Try me corporation is contemplating investing in a project that will incur an initial investment of $1,000,000. The project has a useful and depreciable life of 5 years. The firm will depreciate the investment cost using a straight-line depreciation over its five-year life. The firm is in 25% marginal tax rate. The project is expected to produce a cash flow before depreciation and taxes of $350,000 per year throughout the life of the project. At the end of the life, the project will be sold for a price of $50,000. The firm's required rate of return for similar risk project is 14%. Based on the above information compute the following and determine under each criteria if the firm should accept the project.
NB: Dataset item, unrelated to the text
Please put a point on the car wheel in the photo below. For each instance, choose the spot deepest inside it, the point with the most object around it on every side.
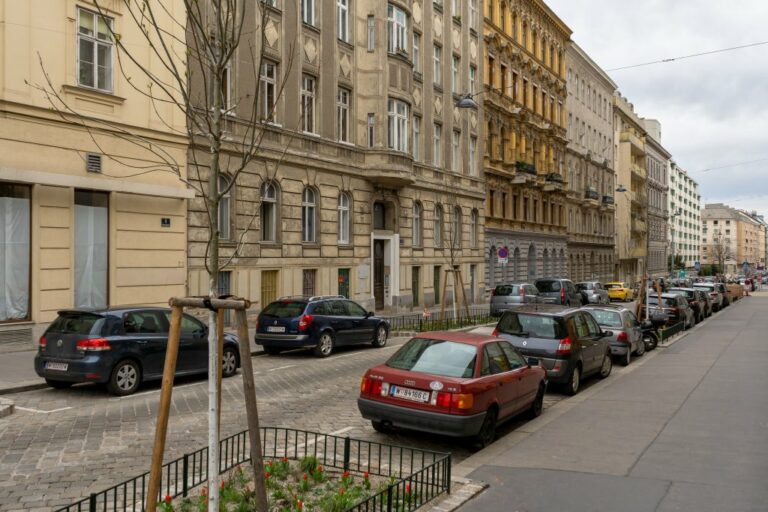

Year | Cash flow | Depreciation | PBT | Tax | NI | After tax cash flow | Salvage after tax | Total Cash flow |
0 | -1000000 | $ -1,000,000.00 | ||||||
1 | 350000 | 200000 | 150000 | 37500 | 112500 | 312500 | $ 312,500.00 | |
2 | 350000 | 200000 | 150000 | 37500 | 112500 | 312500 | $ 312,500.00 | |
3 | 350000 | 200000 | 150000 | 37500 | 112500 | 312500 | $ 312,500.00 | |
4 | 350000 | 200000 | 150000 | 37500 | 112500 | 312500 | $ 312,500.00 | |
5 | 350000 | 200000 | 150000 | 37500 | 112500 | 312500 | 37500 | $ 350,000.00 |
IRR | 17.72% | |||||||
NPV | $92,314.13 |
Since NPV is positive at 14% and IRR is greater than cost of capital tehrefore the project shall be accepted.